Although autism spectrum disorder is a highly individualised disorder, difficulty in socialising is an underlying core condition, alongside difficulty in forming and maintaining close relationships.21 The presence of animals has been linked to increased social interaction.22 Animals can also act as social facilitators to connect individuals with autism to the people around them. Serum markers, such as oxytocin, cortisol and dopamine, associated with social bonding, are improved by positive interactions with therapy animals.23 The effects are particularly marked in children, as animals can elicit social interactions more successfully than counselling props such as toys.24 Animals provide a focal point of concentration for children when they are trying to cope with multiple stimuli, helping them to become calm and more relaxed.25


Dementia is a progressive disorder, often associated with decreasing movement and activity. The presence of a therapy animal can provide a communication bridge between reality and the service user. AAT is associated with the reduction of the negative symptoms, such as confusion, aggression and irritability.26 For individuals suffering with dementia, a treatment animal provides security and friendship, increasing levels of nutritional and self-care skills.


The idea that the presence of animals leads to increased levels of wellness is well documented. Research studies indicate that interaction with animals can lead to neurological changes and the release of neurotransmitters that suppress anxiety and improve mood.27 These changes lead to a decrease in depression and increased verbal interaction, and are particularly effective in institutionalised seniors.28 Other related health benefits include the lowering of blood pressure, increased activity and mobility, as well as a reduction in feelings of isolation and loneliness.

Concerns and limitations

Of course, not everyone likes or is comfortable around animals; people with allergies must avoid exposure as much as possible. Proponents of AAT also do not ignore the potential impact of their work on the animals, although research studies tend to focus on human health outcomes. Incidents of animal cruelty and abuse have been reported, including injuries from rough handling or from other animals, lack of veterinary care, exercise and enjoyment. However, in a recent multisite study across five different hospitals in the US, Amy McCullough, national director of research and therapy at American Humane, analysed levels of cortisol in the saliva of therapy animals and found no difference in the cortisol levels at home and during therapy times.

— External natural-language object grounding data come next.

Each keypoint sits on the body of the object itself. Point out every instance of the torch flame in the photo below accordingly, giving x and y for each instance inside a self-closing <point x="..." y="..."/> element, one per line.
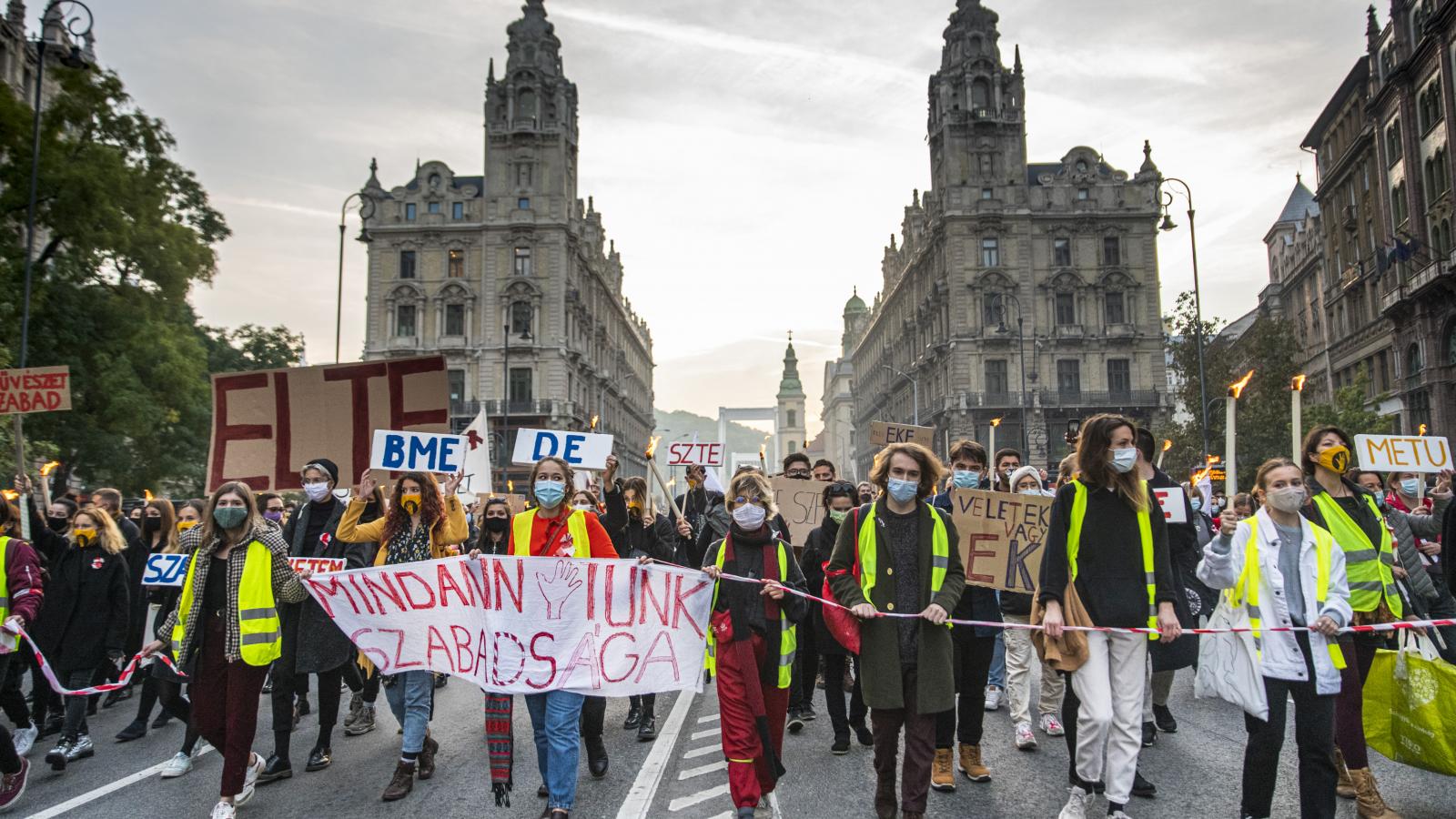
<point x="1237" y="388"/>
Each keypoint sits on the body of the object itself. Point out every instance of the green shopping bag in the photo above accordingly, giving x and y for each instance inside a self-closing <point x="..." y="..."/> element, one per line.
<point x="1410" y="707"/>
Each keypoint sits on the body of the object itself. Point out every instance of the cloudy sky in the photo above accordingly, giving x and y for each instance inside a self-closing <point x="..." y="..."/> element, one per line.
<point x="750" y="157"/>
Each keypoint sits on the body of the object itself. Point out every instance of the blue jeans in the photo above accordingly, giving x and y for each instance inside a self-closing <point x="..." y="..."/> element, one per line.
<point x="997" y="673"/>
<point x="411" y="698"/>
<point x="557" y="724"/>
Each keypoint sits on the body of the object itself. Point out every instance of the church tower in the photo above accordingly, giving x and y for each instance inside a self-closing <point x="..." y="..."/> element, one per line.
<point x="977" y="127"/>
<point x="791" y="405"/>
<point x="531" y="123"/>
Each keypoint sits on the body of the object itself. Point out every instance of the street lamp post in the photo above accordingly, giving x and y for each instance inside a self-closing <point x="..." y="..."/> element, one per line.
<point x="1198" y="293"/>
<point x="366" y="213"/>
<point x="1021" y="346"/>
<point x="915" y="388"/>
<point x="76" y="21"/>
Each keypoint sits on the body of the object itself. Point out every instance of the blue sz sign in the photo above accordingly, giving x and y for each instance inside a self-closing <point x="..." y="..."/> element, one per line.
<point x="419" y="452"/>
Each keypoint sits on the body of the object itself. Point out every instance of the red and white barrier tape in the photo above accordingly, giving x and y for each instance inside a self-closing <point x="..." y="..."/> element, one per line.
<point x="1028" y="627"/>
<point x="121" y="682"/>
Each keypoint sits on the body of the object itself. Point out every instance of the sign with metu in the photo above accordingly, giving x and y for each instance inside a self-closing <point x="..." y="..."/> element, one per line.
<point x="419" y="452"/>
<point x="582" y="450"/>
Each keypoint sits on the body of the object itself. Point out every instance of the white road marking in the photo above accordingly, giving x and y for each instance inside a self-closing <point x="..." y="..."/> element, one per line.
<point x="698" y="797"/>
<point x="701" y="770"/>
<point x="640" y="799"/>
<point x="94" y="794"/>
<point x="698" y="753"/>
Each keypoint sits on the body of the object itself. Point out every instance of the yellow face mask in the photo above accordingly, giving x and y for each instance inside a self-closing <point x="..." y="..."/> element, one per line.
<point x="1336" y="460"/>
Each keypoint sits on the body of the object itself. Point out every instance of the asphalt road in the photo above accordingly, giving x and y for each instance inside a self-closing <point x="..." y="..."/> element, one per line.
<point x="681" y="775"/>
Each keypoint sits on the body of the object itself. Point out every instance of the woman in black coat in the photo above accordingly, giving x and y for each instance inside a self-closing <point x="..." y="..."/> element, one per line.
<point x="84" y="624"/>
<point x="839" y="499"/>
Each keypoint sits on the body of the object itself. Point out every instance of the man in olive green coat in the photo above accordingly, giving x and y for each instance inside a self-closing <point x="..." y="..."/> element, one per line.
<point x="910" y="564"/>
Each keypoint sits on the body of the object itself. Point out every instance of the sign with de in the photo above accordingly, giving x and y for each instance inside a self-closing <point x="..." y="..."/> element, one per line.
<point x="684" y="453"/>
<point x="1174" y="501"/>
<point x="582" y="450"/>
<point x="885" y="433"/>
<point x="419" y="452"/>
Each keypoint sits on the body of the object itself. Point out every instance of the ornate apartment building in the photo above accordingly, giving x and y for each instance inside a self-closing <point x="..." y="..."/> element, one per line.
<point x="1014" y="288"/>
<point x="510" y="274"/>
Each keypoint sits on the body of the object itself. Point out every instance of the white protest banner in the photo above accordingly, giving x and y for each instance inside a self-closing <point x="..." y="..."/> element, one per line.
<point x="165" y="570"/>
<point x="1404" y="453"/>
<point x="684" y="453"/>
<point x="1174" y="501"/>
<point x="582" y="450"/>
<point x="526" y="625"/>
<point x="317" y="564"/>
<point x="419" y="452"/>
<point x="883" y="433"/>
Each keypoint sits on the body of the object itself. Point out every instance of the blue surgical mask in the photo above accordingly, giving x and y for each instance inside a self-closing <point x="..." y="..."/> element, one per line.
<point x="550" y="493"/>
<point x="903" y="491"/>
<point x="966" y="480"/>
<point x="1125" y="460"/>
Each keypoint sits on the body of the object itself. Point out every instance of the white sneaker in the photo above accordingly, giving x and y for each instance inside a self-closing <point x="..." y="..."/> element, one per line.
<point x="1077" y="804"/>
<point x="1026" y="741"/>
<point x="994" y="697"/>
<point x="25" y="739"/>
<point x="249" y="782"/>
<point x="1052" y="726"/>
<point x="179" y="763"/>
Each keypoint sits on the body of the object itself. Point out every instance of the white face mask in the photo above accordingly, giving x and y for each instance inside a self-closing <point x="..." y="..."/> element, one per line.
<point x="1286" y="499"/>
<point x="749" y="516"/>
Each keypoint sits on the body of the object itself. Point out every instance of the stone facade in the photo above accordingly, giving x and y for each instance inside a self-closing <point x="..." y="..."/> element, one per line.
<point x="1006" y="268"/>
<point x="510" y="274"/>
<point x="1411" y="79"/>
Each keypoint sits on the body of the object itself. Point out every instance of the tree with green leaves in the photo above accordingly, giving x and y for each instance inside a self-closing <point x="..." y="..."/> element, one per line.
<point x="124" y="234"/>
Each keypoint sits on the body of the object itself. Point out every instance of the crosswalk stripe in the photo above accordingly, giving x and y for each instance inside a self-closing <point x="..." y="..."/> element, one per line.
<point x="701" y="770"/>
<point x="698" y="797"/>
<point x="698" y="753"/>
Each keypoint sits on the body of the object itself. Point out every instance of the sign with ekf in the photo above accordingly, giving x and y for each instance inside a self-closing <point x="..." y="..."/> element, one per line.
<point x="1404" y="453"/>
<point x="35" y="389"/>
<point x="883" y="433"/>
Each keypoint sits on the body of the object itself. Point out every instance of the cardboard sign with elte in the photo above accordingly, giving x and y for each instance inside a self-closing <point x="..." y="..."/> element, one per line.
<point x="883" y="433"/>
<point x="581" y="450"/>
<point x="1404" y="453"/>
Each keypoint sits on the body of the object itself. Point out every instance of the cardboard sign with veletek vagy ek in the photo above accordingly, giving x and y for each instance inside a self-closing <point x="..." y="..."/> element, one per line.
<point x="1002" y="537"/>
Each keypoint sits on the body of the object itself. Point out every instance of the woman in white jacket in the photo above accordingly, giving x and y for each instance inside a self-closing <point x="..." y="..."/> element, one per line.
<point x="1289" y="573"/>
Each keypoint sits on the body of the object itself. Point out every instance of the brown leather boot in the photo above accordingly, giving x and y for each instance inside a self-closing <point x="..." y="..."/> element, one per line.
<point x="402" y="782"/>
<point x="1344" y="787"/>
<point x="941" y="774"/>
<point x="885" y="804"/>
<point x="1368" y="799"/>
<point x="427" y="758"/>
<point x="972" y="763"/>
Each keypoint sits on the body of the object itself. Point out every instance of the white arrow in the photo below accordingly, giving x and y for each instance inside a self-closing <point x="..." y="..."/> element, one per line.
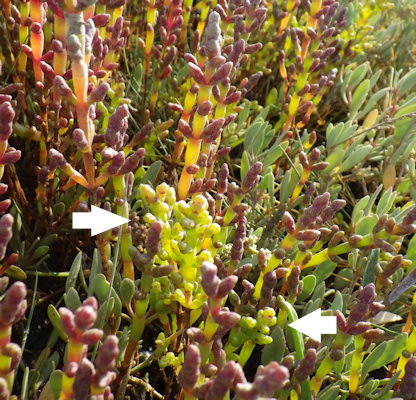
<point x="314" y="325"/>
<point x="98" y="220"/>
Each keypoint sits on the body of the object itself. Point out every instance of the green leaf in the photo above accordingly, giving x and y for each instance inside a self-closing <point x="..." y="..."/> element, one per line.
<point x="319" y="292"/>
<point x="253" y="137"/>
<point x="371" y="103"/>
<point x="330" y="393"/>
<point x="127" y="289"/>
<point x="355" y="158"/>
<point x="72" y="300"/>
<point x="406" y="83"/>
<point x="96" y="268"/>
<point x="411" y="249"/>
<point x="104" y="312"/>
<point x="359" y="97"/>
<point x="334" y="159"/>
<point x="360" y="206"/>
<point x="16" y="273"/>
<point x="383" y="355"/>
<point x="275" y="350"/>
<point x="56" y="383"/>
<point x="274" y="152"/>
<point x="243" y="114"/>
<point x="49" y="367"/>
<point x="370" y="387"/>
<point x="324" y="270"/>
<point x="271" y="99"/>
<point x="152" y="173"/>
<point x="357" y="76"/>
<point x="73" y="272"/>
<point x="244" y="166"/>
<point x="101" y="288"/>
<point x="309" y="283"/>
<point x="386" y="389"/>
<point x="338" y="302"/>
<point x="369" y="275"/>
<point x="386" y="202"/>
<point x="332" y="133"/>
<point x="366" y="225"/>
<point x="55" y="319"/>
<point x="40" y="252"/>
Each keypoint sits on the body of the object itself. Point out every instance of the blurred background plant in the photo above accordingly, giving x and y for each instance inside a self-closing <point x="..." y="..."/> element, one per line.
<point x="264" y="154"/>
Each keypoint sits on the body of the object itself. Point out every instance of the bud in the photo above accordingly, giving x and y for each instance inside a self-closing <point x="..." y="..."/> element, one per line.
<point x="153" y="239"/>
<point x="209" y="279"/>
<point x="189" y="373"/>
<point x="252" y="177"/>
<point x="226" y="285"/>
<point x="79" y="139"/>
<point x="99" y="93"/>
<point x="86" y="314"/>
<point x="270" y="378"/>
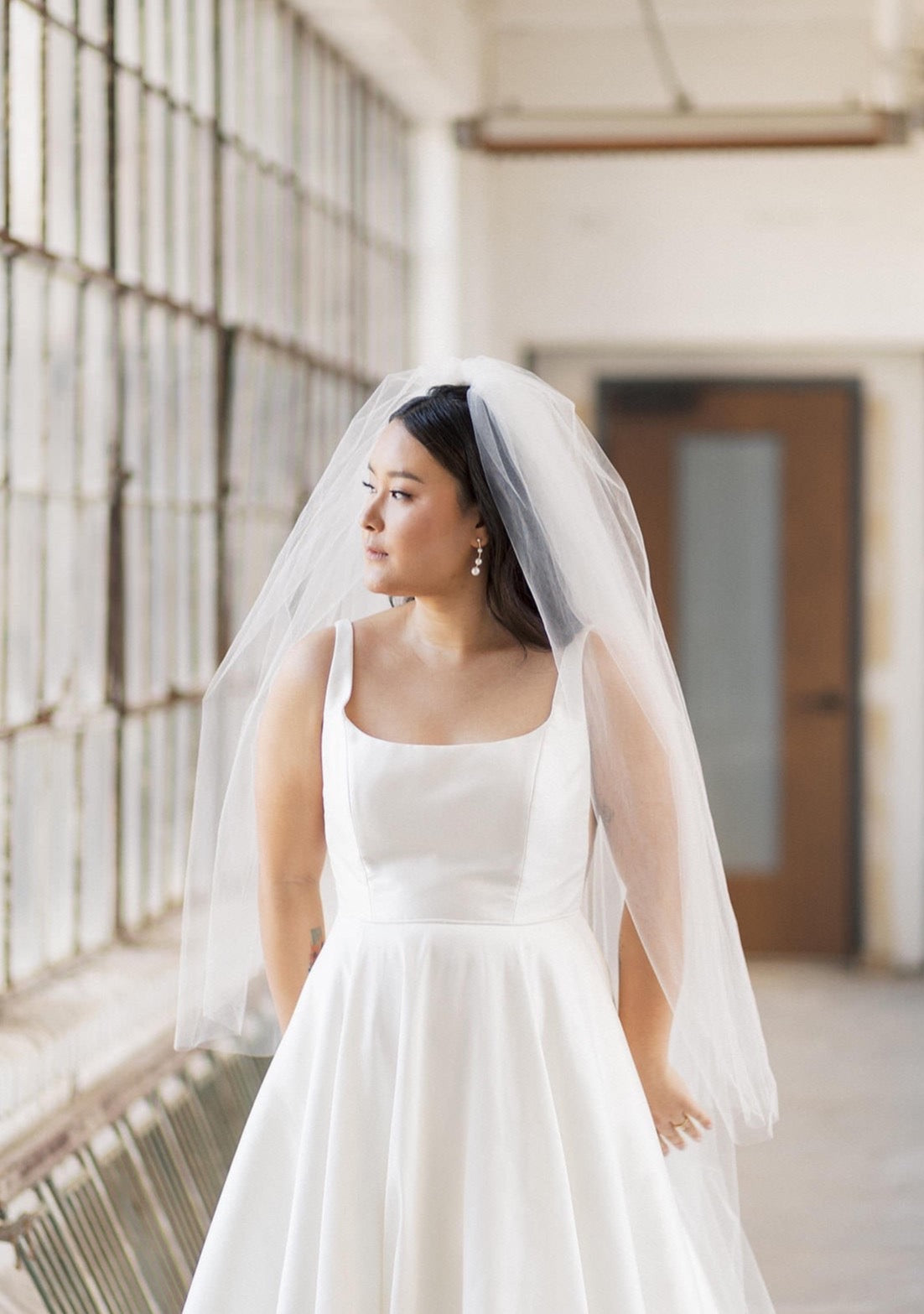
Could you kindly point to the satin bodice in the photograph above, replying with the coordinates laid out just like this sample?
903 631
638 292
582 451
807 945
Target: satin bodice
493 831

She concluded that therapy dogs in paediatric cancer wards are not stressed by their work, and in fact seem to enjoy it in most cases.29

Walker and Tumilty30 suggest that a code of ethics for AAT should include the following:

  • the animal’s welfare must be prioritised
  • the therapy animal must never be forced if he or she is reluctant to engage
  • animals must be provided with quiet time before sessions and be protected from disease.

Animals can provide great comfort by making people feel calm and loved, which is important for all of us, but especially for those who are unwell, either physically, mentally or both. In a clinical context, animals are an untapped potential, but as more research supports the efficacy of this mode of treatment, the value of animals will hopefully become more widely recognised.